Song
- Language: Swedish
- Written: 1909
- Genre: Christmas
- Composer: Ruben Liljefors
- Lyricist: Jeanna Oterdahl

= När det lider mot jul =

"När det lider mot jul", also known as "Det strålar en stjärna", is a Swedish Christmas song with lyrics by Jeanna Oterdahl, and written for vocals and piano in 1909 (opus 19) by Ruben Liljefors. A version for mixed choir, a cappella, was added in 1933 and originally published in 1944 by Gehrmans musikförlag.
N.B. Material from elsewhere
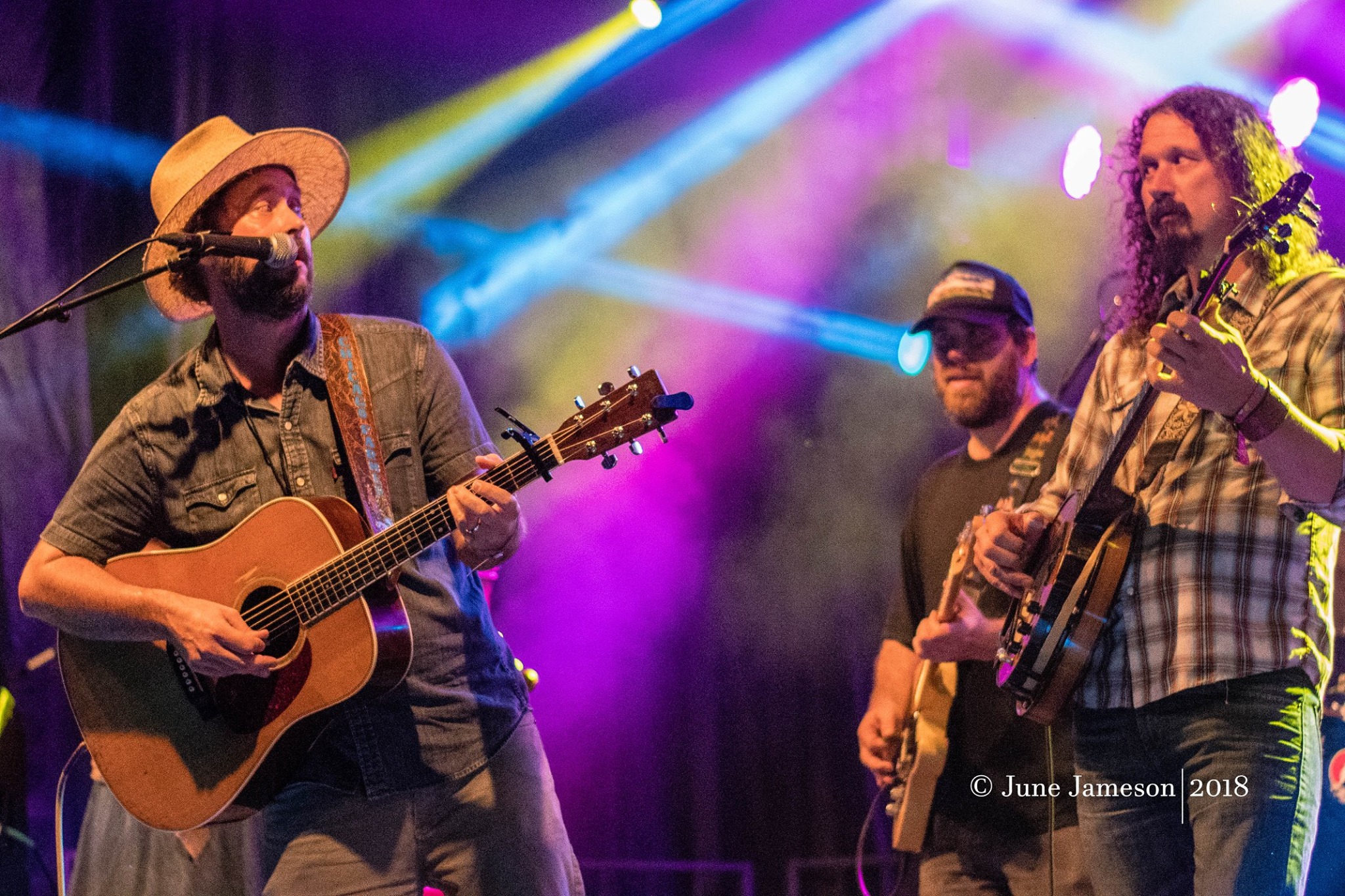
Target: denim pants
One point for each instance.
(1212, 790)
(496, 833)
The song’s later popularity is said to have been affected by publication in Gottfrid Berg’s Läroverkskören 1950 and after being recorded on record, it was heard in TV in the early 1960s.

==Recordings==
The song has been recorded by several Swedish choirs, including KFUM:s kammarkör, Kammarkören Pro Musica, Orphei Drängar, Göteborgs Gosskör, among others, as well as by solo artists and groups/bands, like Agnetha Fältskog, Loa Falkman, Anni-Frid Lyngstad, Carola Häggkvist, Pernilla Wahlgren, Thorleifs and Vikingarna. E.M.D. recorded the song on the 2009 Christmas album Välkommen hem.

==Publisher==
- När det lider mot jul och andra barnvisor, 1955
- Julens önskesångbok, 1997, under the lines "Lucia".
- Barnens svenska sångbok, 1999, under the lines "Året runt".